Le loro scarpe sono ai piedi di star mondiali. Dai rapper Puff Daddy e 50 Cent, al leggendario ex campione di basket Nba Shaquille O’Neal. Tra i loro clienti affezionati compaiono emiri arabi e personaggi politici di primissimo piano dell’Azerbaijan.
Eppure, chi in Italia volesse acquistare un paio di sneakers o di taglio più classico prodotte da questa azienda farebbe enorme fatica a trovarlo. Perché il mercato di Mauri, azienda famigliare artigiana con sede a Paina di Giussano, nel cuore della Brianza monzese, giunta alla terza generazione sotto la guida dell’amministratore Gianluigi Mauri, è pressoché tutto all’estero.

“In Italia abbiamo un solo negozio che tiene le nostre, scarpe, e si trova a Roma”, spiega Mauri. “Tra l’altro le tiene più che altro per la clientela straniera, che magari approfitta per fare shopping o per farsi fare un paio su misura mentre si trova nella capitale per turismo”.
Per il resto, l’azienda fondata nel 1953 dal papà e dagli zii dell’attuale amministratore, è un raro esempio di impresa votata esclusivamente all’export. Al punto che i clienti italiani che calzano le sue scarpe o portano le sue cinture si potrebbero forse contare sulla dita di una mano. Tra loro, anche l’ex governatore lombardo Roberto Formigoni.
“La nostra è una clientela molto particolare, che apprezza i materiali con cui lavoriamo e il tipo di prodotto che ci caratterizza”, sottolinea Mauri. “Noi utilizziamo esclusivamente materiali di pregio quali lo struzzo, l’alligatore, il caimano, la lucertola, il pitone e lo squalo, e un 30% della nostra produzione (che complessivamente raggiunge quota 15 mila paia) è fatta su misura. I nostri clienti sono arabi, africani di Paesi dove la religione prevalente è quella musulmana, e afroamericani, mentre lavoriamo pochissimo con l’Europa, la Russia, la Cina o il Giappone”.
Una vocazione verso i mercati esteri nata quasi per caso, quando nel 1958 un importatore americano chiese all’azienda di iniziare a produrre scarpe e sandali con materiali di pregio e colorati, che rispondessero ai gusti di una nuova clientela afroamericana. Poi, dopo aver lavorato pressoché esclusivamente per il mercato statunitense per più di un decennio, “negli anni Settanta, quando anch’io entrai in azienda”, ricorda Mauri, che oggi (l’articolo è del 26 maggio 2018, Ndr) ha 68 anni, “cominciammo a cercare di aprirci ad altri mercati, trovando spazio in quelli arabi, dove c’è una vera passione per le scarpe in struzzo, e in quelli africani, dove amano i colori”.
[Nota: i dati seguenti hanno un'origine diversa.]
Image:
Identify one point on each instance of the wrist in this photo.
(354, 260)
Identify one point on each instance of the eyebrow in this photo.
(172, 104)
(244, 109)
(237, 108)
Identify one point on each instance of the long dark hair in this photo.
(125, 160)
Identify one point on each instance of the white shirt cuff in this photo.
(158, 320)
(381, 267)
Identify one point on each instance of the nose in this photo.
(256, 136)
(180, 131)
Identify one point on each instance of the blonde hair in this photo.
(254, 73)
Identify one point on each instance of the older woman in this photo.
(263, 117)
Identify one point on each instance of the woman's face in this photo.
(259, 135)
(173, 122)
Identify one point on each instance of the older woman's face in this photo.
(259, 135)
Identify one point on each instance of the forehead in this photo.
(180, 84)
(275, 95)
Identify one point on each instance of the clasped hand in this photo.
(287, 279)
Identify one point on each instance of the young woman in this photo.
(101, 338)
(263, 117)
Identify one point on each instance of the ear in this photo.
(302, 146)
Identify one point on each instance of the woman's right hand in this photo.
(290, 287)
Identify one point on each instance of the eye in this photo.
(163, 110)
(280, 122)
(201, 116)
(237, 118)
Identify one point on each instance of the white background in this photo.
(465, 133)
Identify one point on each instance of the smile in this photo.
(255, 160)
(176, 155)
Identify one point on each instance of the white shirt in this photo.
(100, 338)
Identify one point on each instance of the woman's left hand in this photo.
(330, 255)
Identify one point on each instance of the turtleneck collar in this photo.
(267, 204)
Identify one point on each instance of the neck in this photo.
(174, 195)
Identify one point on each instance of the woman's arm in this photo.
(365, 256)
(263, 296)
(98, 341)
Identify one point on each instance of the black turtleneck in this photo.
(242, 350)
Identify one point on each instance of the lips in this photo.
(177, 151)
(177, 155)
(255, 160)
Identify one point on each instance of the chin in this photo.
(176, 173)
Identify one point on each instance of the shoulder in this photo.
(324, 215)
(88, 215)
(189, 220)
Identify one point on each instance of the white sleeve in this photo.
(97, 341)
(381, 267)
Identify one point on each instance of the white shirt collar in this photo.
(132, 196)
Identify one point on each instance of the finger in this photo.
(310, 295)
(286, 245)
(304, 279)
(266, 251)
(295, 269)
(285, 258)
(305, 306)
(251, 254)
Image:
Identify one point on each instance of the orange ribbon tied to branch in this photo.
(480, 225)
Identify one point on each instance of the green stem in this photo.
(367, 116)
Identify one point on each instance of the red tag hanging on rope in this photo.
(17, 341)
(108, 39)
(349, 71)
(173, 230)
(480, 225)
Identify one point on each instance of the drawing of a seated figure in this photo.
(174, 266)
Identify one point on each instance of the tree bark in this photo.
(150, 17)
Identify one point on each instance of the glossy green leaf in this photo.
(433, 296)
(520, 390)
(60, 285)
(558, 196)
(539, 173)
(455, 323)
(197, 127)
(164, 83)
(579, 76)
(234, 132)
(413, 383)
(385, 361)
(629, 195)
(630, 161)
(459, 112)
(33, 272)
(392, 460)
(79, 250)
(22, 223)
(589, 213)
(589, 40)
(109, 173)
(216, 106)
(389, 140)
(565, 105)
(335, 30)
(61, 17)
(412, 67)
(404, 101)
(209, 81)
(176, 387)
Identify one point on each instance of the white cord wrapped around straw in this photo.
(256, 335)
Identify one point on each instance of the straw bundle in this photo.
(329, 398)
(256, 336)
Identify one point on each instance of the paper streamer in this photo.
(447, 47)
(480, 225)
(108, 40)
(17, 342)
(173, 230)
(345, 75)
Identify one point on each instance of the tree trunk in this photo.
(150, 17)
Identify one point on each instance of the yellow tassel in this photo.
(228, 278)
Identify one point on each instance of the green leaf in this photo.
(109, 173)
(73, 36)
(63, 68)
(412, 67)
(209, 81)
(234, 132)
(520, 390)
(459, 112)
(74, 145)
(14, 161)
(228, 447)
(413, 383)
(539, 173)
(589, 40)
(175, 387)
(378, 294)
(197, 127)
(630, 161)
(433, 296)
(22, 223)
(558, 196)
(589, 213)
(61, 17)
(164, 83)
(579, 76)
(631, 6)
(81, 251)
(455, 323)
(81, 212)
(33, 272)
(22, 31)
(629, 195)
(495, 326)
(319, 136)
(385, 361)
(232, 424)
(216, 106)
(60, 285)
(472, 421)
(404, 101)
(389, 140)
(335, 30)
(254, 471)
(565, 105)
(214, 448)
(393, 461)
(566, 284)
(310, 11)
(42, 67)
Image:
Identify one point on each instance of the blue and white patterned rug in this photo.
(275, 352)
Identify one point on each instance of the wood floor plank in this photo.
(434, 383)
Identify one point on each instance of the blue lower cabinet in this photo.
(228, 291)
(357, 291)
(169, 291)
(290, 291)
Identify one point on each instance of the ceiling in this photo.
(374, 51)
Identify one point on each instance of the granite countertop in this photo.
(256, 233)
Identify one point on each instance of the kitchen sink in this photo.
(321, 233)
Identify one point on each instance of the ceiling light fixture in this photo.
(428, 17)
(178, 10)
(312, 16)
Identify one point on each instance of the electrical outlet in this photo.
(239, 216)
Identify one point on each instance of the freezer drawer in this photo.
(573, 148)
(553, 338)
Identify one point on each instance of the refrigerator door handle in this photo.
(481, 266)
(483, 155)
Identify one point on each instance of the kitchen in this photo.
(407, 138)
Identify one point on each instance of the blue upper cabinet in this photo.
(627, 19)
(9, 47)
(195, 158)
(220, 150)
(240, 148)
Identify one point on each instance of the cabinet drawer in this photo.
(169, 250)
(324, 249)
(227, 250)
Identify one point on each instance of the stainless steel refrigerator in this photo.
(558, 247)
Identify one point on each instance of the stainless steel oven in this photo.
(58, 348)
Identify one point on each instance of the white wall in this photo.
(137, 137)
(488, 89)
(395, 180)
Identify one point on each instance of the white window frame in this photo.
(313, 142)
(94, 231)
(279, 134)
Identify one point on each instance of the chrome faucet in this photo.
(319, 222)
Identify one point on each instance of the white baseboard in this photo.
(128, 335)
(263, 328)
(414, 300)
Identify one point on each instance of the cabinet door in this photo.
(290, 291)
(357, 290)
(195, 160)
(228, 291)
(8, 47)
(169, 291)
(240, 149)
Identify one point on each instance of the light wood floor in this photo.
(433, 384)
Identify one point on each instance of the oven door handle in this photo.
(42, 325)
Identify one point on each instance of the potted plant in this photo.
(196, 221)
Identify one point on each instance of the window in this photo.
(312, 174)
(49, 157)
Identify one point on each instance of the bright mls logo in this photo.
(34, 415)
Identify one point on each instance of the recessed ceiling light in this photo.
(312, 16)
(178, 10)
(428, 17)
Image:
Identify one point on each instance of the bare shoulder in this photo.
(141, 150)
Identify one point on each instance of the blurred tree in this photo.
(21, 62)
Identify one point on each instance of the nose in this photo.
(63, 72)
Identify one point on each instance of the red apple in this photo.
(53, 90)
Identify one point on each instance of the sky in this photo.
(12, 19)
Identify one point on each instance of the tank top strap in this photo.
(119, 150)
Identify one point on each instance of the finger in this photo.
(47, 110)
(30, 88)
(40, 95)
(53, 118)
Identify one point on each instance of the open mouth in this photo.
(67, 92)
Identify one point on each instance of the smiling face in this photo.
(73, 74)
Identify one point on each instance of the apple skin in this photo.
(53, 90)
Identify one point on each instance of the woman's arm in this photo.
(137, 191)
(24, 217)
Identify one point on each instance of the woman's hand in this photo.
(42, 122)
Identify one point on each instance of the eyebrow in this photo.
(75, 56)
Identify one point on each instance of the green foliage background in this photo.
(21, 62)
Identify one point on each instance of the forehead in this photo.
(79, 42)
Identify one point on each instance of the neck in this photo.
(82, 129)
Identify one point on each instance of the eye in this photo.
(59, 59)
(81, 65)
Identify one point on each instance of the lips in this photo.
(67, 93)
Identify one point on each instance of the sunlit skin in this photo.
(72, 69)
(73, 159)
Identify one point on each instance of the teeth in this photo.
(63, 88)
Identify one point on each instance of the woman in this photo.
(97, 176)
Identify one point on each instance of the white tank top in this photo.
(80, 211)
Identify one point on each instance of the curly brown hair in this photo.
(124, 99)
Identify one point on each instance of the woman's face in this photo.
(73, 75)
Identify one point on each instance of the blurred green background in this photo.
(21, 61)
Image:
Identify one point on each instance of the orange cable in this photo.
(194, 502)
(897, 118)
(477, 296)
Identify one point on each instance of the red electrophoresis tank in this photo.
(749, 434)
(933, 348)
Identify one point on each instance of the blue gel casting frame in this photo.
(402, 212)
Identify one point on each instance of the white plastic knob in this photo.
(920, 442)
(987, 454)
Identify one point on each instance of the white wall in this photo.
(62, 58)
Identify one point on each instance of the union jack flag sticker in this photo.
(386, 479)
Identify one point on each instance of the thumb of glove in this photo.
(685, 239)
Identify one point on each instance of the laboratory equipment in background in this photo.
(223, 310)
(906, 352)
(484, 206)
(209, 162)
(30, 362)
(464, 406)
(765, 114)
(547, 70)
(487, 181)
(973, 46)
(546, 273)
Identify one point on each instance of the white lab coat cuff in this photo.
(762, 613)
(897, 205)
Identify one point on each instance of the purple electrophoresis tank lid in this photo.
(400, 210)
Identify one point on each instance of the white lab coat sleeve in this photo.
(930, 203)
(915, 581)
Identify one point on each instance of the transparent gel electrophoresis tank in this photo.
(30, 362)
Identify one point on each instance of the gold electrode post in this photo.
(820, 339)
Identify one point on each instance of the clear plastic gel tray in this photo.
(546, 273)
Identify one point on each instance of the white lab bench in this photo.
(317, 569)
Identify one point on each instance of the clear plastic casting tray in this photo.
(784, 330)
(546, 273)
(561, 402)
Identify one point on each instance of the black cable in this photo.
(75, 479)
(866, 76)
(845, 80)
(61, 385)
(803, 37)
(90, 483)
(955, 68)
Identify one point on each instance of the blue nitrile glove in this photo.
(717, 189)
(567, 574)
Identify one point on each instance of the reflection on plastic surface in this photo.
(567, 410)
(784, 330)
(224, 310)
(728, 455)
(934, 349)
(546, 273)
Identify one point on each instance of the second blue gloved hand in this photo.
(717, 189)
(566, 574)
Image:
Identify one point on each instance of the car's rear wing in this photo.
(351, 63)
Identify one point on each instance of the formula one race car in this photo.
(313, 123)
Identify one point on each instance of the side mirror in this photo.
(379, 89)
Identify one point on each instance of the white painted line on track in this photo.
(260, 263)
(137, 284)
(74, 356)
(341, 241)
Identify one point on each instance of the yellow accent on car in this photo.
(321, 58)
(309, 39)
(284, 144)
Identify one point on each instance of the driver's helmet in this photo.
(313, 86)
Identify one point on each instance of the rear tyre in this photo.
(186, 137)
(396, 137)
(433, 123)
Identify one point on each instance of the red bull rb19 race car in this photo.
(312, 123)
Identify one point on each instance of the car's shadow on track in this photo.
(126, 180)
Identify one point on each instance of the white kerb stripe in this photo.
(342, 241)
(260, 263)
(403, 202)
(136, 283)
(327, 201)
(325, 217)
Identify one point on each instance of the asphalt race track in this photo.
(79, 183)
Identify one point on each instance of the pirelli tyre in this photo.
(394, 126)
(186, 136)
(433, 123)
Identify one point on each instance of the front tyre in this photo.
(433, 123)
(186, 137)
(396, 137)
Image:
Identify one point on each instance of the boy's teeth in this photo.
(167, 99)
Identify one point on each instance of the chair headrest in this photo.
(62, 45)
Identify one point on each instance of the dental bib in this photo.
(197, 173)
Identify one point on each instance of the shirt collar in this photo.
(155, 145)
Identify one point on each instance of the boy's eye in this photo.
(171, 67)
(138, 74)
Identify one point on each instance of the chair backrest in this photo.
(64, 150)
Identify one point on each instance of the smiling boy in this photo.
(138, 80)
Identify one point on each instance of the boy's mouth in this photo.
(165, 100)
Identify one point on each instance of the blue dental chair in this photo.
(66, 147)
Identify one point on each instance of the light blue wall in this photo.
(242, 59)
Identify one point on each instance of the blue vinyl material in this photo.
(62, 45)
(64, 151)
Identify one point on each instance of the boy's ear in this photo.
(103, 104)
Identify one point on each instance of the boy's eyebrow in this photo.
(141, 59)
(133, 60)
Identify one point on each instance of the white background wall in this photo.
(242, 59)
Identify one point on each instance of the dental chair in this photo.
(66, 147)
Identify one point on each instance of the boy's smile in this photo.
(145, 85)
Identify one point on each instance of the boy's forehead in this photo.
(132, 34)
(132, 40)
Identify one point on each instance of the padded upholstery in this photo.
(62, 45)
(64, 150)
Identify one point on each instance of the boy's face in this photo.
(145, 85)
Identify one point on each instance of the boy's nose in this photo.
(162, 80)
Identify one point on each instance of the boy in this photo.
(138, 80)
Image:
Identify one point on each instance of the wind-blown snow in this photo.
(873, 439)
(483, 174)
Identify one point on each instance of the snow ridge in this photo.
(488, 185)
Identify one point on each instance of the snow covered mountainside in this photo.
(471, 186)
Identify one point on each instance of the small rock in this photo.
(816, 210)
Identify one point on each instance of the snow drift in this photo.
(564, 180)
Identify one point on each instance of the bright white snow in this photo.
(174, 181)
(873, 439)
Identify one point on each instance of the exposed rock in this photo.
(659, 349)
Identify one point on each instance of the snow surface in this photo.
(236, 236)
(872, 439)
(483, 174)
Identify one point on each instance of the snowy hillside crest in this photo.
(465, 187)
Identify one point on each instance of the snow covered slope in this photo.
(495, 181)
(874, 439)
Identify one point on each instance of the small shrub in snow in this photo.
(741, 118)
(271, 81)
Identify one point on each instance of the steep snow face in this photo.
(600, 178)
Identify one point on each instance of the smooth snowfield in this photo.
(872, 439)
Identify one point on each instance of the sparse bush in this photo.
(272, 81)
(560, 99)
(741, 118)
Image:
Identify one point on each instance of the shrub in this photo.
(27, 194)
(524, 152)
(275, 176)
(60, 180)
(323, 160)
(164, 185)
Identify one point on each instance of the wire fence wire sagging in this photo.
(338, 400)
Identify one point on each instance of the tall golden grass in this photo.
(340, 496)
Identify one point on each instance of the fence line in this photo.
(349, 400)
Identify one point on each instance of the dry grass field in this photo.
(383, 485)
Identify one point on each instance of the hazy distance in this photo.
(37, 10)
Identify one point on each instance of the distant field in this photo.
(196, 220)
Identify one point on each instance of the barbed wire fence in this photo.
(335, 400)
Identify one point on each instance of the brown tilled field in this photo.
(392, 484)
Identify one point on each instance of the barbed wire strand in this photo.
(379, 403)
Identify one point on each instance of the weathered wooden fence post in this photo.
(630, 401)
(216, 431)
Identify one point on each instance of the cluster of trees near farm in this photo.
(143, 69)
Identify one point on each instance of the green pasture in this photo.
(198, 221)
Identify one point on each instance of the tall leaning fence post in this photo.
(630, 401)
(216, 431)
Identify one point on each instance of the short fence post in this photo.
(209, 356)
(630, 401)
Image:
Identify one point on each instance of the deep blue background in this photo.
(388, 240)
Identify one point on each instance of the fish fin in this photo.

Qui l’azienda brianzola è progressivamente riuscita ad affermarsi come marchio del lusso. In negozio un paio di scarpe firmate Mauri ha infatti un costo che, a seconda dei modelli e dei materiali utilizzati, varia da un minimo di 450 euro a un massimo di 3 mila euro. “Per tanti negozi, soprattutto negli Stati Uniti, dove abbiamo 140 rivenditori, avere un corner con le nostre scarpe rappresenta un forte segno distintivo”, ammette Mauri.
Oltre agli Stati Uniti, che assorbono circa il 50% della produzione, oggi l’azienda è presente, spesso con rivenditori esclusivi, negli Emirati Arabi e nei Paesi limitrofi, e in una serie di Paesi dell’africa nera subsahariana: Congo, Camerun, Nigeria, Ghana e Gambia, oltre che in Sudafrica.
“Fondamentalmente lavoriamo nei Paesi in cui c’è il petrolio e in cui c’è un gusto di un certo tipo” spiega l’amministratore dell’azienda. La conseguenza è che l’andamento delle vendite e del fatturato, che lo scorso anno ha superato quota 1,5 milioni di euro, è direttamente collegato a quello delle quotazioni del petrolio.

Più che dalla crisi economica globale, i periodi di flessione che sono stati registrati nella produzione nell’ultimo decennio sono quindi stati dettati dal crollo del greggio. “Con il barile a 26 dollari i Paesi arabi hanno praticamente smesso di spendere, per cui nel 2016 e nella prima fase del 2017 abbiamo registrato un calo delle richieste”, ammette Mauri. “Adesso che il petrolio è tornato su quotazioni decisamente più alte, invece, le richieste non smettono di arrivare”.
Non male per un’impresa artigiana che nella sede di Paina di Giussano, cuore commerciale e showroom, occupa 15 persone. E che per la produzione fornisce le proprie pelli a una rete di artigiani di fiducia distribuiti tra Lombardia, Marche e Campania.